Ao ouvir isso, alguns já demonstraram alegria no rosto.
— Também quero melhorar os benefícios: nos feriados, distribuir mais itens e bônus, para que ninguém precise gastar para comemorar. Isso será para todos os funcionários, então peço que transmitam a mensagem aos trabalhadores, incentivando-os a se dedicarem.
Alguns assentiam repetidamente.
— Em relação ao vestuário, vejo que cada um usa um tipo de uniforme. Todos são roupas de trabalho, mas antigas, sem padronização. Vamos fornecer uniformes novos para todas as estações: primavera, verão, outono e inverno. Assim, todos estarão uniformizados.
— Em especial, quem trabalha nos escritórios do andar superior: homens deverão usar terno, calça social e sapatos; mulheres, uniforme, saia e salto alto. Isso é fundamental para a imagem externa. As roupas serão fornecidas pela empresa, sem custos para vocês.
Agora, finalmente, todos exibiam sorrisos, e o ambiente ficou mais descontraído.

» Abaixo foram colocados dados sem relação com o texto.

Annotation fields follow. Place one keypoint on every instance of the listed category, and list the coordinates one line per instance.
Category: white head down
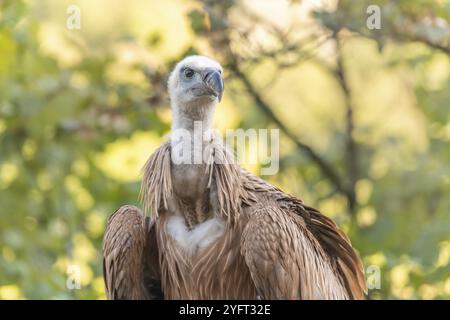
(195, 87)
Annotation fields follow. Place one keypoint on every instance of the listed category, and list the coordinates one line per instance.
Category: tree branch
(327, 170)
(351, 146)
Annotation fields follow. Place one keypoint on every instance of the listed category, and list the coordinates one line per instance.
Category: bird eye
(189, 73)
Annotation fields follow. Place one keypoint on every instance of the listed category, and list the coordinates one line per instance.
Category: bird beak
(213, 80)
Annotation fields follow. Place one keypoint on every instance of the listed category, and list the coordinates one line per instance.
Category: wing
(130, 256)
(295, 252)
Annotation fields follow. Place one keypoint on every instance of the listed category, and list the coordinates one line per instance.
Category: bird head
(196, 81)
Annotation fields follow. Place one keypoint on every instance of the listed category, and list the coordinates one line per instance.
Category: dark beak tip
(214, 80)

— Ainda quero melhorar nosso ambiente de trabalho. O prédio administrativo é velho e feio, não condiz com uma grande empresa. Quem vê percebe logo a crise.
— Vamos reformar o prédio, deixá-lo decente, digno de receber visitantes. Isso também faz parte da nossa estratégia de imagem.
A atmosfera ficou mais leve, e a maioria passou a olhar para Lourenço Valente com atenção.
— Ah! Vejo que todos estão contentes. Agora, falo sobre o refeitório: a qualidade das refeições deve melhorar, para que todos possam comer bem no trabalho. O refeitório receberá subsídios para preparar pratos saborosos, e toda visita será recebida ali.
Ao término do discurso, os chefes intermediários perceberam que o novo diretor tinha iniciativa e ideias, mas restava dúvida se conseguiria realizar tudo aquilo. Assim, em meio a comentários e cochichos, a reunião foi encerrada.
Após a reunião, Lourenço Valente levou os departamentos responsáveis para uma inspeção na fábrica, acompanhado por Estevão e pelo chefe Tiago.
Começaram pelos fundos do prédio administrativo, deparando-se com um barracão prestes a desabar.
— Essas construções ainda servem para alguma coisa? Se sim, reformem; se não, derrubem — ordenou Lourenço Valente.
Havia um grande choupo, com raízes levantando o solo em meio metro. Lourenço apontou:
— Alguém pode tropeçar aqui. Arranquem essa árvore.
No refeitório, o cheiro de gordura era forte e impregnava tudo. Lourenço apontou para a parede:
— Com esse ambiente tão sujo, quem consegue comer? Refaçam a pintura das paredes, coloquem azulejos no chão e troquem todas as mesas e cadeiras. Quem entrar deve sentir que está num restaurante de verdade, só assim comeremos com prazer.
Na área da fábrica, as plantas e flores estavam espalhadas, sem harmonia.
— Essas plantas, se não servem, retirem; caso contrário, comprem novas e criem um paisagismo decente e bonito. O verde deve ser para embelezar, não para enfeiar.
Apontando para os slogans de segurança danificados e quase caindo do corredor:
— Estão todos velhos e prestes a cair. Troquem todos, repintem as estruturas de ferro.
Em muitos pontos os isolamentos dos canos estavam destruídos, deixando tubos à mostra.
— Refaçam esses isolamentos, usem chapas de alumínio, tudo padronizado e bonito. Chega de aparência decadente.
Assim, durante a inspeção, Lourenço Valente apontou inúmeras deficiências. Solicitou ao escritório um relatório consolidado para enviar aos setores responsáveis, e determinou que, a partir do dia seguinte, todos deveriam agir imediatamente para as correções.
Os setores, agora com tarefas a cumprir, voltaram e começaram a se movimentar.
Estevão e o chefe Tiago voltaram ao escritório, consolidaram as demandas de Lourenço Valente e mestre Afonso imprimiu o documento, que foi distribuído para todos os setores.
Diante das reformas ousadas de Lourenço Valente, Estevão jamais imaginou que sua nova escolha o colocaria novamente no centro de uma tempestade de interesses.